Last Modified: Friday, January 12, 2007 at 12:00 a.m.
The humble shiner guides must have been left terribly perplexed last January while witnessing the big-bass frenzy experienced by Byron Velvick just a few yards away.
It was during a practice day for a national tournament that Velvick, a top western pro who owns a home in Tampa, was setting the hook on bruiser after bruiser while the guides watched in apparent awe.
"I had a practice on Okeechobee that was unbelievable," Velvick recalled. "The shiner fishermen had been whacking them. I was throwing a golden shiner swimbait and having the most incredible practice I've ever had in Florida.
"It was funny because all of the guides thought I was throwing a live shiner because it's such a close imitation of one. I was firing it out there and then slow-rolling it back. They said, 'Man, we haven't ever seen anybody fish a shiner like that.' They had no idea I was actually throwing a swimbait because they didn't know what a swimbait was."
Good point. And that means that swimbaits are also lures that bass throughout Florida rarely see.
The swimbait craze, which was born in the big-bass waters in California, involves large soft-plastic, wood or hard-plastic remarkably realistic forage imitations (like bluegill, trout, or shad) that feature a lifelike swimming action when retrieved through the water. Their cost ranges from $8 to $300 each.
Although he later became best known for his role in television's "The Bachelor", Velvick is recognized as the country's authority on swimbaits. In fact, his three-day BASS record — 15 bass weighing 83 pounds, 5 ounces on Clear Lake in 2000 — came on a swimbait.
Designed to be fished in the deep, clear western reservoir, few bass anglers connect these action baits with Florida's shallow, weedy terrain. But Velvick has spent enough time in the Sunshine State to learn that this is the time when swimbaits shine best.

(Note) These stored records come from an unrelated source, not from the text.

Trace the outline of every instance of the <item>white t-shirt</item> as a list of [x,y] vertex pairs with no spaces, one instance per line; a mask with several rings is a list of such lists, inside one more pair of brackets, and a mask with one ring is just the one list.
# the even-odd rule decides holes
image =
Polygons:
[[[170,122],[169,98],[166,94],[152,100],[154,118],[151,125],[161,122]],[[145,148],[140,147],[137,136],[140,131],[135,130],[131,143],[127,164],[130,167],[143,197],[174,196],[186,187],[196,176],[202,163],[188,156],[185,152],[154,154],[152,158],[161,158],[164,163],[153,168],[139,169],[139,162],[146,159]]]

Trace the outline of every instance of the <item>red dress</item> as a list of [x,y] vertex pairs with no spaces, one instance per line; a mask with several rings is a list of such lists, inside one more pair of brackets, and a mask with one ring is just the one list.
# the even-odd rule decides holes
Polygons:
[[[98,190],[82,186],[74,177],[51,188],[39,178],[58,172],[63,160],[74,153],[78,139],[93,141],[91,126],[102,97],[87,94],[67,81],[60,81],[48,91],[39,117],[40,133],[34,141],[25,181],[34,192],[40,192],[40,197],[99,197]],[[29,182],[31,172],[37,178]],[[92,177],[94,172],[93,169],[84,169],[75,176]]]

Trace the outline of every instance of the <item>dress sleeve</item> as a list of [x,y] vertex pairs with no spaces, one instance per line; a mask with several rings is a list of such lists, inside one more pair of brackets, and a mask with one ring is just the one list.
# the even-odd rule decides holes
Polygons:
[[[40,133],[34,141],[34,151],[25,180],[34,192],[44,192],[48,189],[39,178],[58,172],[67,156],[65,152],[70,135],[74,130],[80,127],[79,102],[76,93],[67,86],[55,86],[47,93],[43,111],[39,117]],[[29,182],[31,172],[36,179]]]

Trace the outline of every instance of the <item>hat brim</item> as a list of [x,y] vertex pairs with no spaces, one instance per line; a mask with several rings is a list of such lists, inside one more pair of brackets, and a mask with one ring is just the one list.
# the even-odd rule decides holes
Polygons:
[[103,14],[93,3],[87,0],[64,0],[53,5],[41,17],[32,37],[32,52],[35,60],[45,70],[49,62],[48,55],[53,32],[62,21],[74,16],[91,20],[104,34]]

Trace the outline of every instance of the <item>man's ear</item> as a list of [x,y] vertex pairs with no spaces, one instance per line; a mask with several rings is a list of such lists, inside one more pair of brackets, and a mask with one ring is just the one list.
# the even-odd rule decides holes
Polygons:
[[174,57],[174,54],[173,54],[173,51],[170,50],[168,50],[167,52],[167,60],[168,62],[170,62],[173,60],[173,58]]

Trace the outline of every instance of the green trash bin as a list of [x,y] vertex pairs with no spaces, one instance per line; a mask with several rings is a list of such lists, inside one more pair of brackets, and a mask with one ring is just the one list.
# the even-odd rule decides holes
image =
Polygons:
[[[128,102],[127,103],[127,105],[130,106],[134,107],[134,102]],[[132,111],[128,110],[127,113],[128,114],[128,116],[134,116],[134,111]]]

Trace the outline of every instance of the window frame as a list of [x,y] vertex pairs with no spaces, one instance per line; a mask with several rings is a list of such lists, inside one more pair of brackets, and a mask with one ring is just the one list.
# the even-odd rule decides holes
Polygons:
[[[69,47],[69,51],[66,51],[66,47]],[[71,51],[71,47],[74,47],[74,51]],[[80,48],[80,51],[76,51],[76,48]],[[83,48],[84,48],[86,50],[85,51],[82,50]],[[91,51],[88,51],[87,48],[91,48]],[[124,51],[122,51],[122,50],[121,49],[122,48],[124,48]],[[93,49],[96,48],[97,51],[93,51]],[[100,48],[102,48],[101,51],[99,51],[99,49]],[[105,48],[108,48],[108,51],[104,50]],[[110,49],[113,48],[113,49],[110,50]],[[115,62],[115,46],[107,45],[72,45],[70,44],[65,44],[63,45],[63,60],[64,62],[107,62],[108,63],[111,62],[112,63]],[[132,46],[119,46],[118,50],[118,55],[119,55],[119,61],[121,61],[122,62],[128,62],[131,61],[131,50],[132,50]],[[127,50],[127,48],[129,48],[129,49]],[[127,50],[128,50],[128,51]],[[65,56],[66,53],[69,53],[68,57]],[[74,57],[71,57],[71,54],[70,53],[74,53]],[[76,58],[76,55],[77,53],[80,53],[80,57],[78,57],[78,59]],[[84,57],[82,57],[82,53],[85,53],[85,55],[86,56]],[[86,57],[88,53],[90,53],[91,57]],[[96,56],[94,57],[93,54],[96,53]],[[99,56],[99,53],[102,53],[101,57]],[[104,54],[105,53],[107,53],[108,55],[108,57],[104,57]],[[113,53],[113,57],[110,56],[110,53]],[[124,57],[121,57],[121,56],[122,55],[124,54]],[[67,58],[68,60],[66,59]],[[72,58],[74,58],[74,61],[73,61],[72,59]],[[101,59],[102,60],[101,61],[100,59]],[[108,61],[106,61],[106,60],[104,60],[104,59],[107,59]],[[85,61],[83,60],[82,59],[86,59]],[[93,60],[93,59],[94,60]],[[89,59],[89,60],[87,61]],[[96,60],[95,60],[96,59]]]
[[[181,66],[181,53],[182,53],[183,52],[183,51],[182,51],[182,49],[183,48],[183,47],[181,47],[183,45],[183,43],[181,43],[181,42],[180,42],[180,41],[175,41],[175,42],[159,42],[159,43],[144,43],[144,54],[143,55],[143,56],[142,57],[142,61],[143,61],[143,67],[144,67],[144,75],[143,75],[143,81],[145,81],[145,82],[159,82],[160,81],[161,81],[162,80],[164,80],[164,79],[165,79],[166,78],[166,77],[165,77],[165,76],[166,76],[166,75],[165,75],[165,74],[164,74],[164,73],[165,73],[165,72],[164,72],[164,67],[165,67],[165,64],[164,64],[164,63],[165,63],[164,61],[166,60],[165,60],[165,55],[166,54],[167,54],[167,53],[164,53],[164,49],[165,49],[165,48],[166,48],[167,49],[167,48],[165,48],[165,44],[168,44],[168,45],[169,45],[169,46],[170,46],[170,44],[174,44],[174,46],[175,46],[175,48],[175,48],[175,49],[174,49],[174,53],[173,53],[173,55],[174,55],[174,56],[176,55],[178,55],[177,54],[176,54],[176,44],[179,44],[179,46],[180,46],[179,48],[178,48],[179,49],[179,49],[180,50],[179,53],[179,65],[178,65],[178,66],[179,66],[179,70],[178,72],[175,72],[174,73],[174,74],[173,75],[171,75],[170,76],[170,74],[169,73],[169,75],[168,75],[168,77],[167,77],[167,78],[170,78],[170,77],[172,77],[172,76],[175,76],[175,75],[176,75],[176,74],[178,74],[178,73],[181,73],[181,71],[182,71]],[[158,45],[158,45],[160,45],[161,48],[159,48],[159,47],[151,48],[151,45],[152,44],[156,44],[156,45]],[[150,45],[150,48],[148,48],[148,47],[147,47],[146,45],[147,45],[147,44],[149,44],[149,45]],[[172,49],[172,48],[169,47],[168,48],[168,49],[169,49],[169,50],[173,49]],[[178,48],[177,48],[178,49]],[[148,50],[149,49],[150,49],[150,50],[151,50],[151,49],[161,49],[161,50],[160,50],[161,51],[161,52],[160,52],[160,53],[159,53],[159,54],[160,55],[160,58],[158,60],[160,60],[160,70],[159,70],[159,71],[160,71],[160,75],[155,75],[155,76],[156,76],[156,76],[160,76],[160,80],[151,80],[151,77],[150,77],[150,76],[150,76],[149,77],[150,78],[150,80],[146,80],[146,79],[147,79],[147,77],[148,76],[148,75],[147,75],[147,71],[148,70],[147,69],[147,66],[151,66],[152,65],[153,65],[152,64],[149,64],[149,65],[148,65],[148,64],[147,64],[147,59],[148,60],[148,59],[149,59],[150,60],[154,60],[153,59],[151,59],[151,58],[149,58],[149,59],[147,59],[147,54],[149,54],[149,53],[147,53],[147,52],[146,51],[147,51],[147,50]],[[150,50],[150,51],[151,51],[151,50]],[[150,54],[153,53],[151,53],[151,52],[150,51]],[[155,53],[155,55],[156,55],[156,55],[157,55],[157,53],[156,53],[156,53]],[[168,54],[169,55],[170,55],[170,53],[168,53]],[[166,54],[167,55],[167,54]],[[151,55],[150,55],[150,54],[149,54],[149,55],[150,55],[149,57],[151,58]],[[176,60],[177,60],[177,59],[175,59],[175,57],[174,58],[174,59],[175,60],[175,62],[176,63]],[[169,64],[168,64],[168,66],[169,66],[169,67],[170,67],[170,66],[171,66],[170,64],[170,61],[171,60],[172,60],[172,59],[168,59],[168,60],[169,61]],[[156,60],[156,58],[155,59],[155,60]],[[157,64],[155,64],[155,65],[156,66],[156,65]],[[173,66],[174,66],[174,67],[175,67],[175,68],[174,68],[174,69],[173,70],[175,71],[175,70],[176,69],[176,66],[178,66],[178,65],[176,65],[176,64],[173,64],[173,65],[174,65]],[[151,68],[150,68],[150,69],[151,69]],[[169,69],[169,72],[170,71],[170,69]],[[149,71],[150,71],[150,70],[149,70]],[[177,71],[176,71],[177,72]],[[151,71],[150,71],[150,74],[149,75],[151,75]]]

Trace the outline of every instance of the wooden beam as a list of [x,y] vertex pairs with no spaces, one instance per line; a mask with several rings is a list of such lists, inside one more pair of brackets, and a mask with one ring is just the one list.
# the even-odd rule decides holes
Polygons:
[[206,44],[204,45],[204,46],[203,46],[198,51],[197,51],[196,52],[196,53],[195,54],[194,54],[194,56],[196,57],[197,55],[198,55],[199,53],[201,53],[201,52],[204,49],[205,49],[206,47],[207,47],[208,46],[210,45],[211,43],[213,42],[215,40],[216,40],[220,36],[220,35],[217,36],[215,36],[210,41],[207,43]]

"Swimbaits are a hit or miss deal in Florida most of the year," he said. "Myself and a few other guys have gotten on a swimbait bite (in tournaments), but it's really, really hit or miss. That's because of the fronts that roll through. Those fish are always loosening up and then being sucked back up into the cover.
"This is the best time of year for it. The water is cool and the fish are roaming around. This is the best time of year as long as you have optimal weather. Stable and warm with cool nights and warm days. Stable enough to where everything in the water is active. Any kind of a cold front or a cold snap or a post-frontal condition is when those fish are so prone to tucking back into that vegetation. And swimbaits are finished when that happens.
"Absolutely, in Florida when the weather is stable and it's prespawn and spawn, that's the best time to throw a swimbait."
While a swimbait in the talented hands of Velvick has produced bass up to 10 pounds (on the St. Johns River), he emphasizes that this category of lures are not consistent enough to win tournaments in Florida. "But you can catch a couple of big fish or have one decent day with it," he added. "That's how it is; it's not like other places in the country."
Case in point: In the Lake Okeechobee tournament mentioned earlier, a cold front came through just before the competition and the top finishers spent their time pounding a 2-ounce bullet weight through grass mats.
When fishing a swimbait in our waters, Velvick begins by selecting a lure that matches the Florida bass' favorite food source.
"I've spent a lot of time throwing swimbaits down there trying to replicate a golden shiner," he said. "These bass don't ever see this type of lure. And they love shiners.
"And when it works, boy, I'll tell you, it's a rush."
His swimbait choices for Florida include both a soft-plastic and wooden version, which come in a golden shiner pattern. The soft-plastic bait is a Jerry Raggo custom-made lure from California; the River2Sea Wood'n Slither is made of a buoyant wood and double-jointed to give it a gentle S-shaped swimming action.
"For Florida, I like the long, thin-bodied baits," Velvick noted. "The bluegill-shaped swimbaits are good, but I want to match the hatch — something that replicates a wild shiner.
"I'm big on 6- and 8-inch baits. You hear the shiner fishermen say that the bass will eat a 10-inch shiner. But as a tournament fisherman, I don't push past an 8-inch swimbait."
The big lures are usually tied to 20- to 25-pound Berkley XT or Big Game moss-green monofilament. Velvick most often fishes them his 7-foot signature swimbait rod he designed for Rogue Rods.
No big surprise — most of his success with swimbaits has occurred fishing types of shallow vegetation in this state.
"I like fishing ambush paths," he explained. "At Okeechobee, it was floating hyacinths with rooted vegetation. I was fishing the spots where they came together, especially if it was wind-blown. There was a little ripple in the water blowing into some hyacinths, some (bulrushes) or some surface vegetation.
"It's really hard, but you want to make long, parallel casts and work that swimbait along that vegetation. It's like shiner fishermen; they throw the bait up to the edge of the vegetation and when the shiner gets off of that stuff it usually starts running along that grass edge. It won't swim into it. It follows those lines. So I really focus on parallel casts in Florida."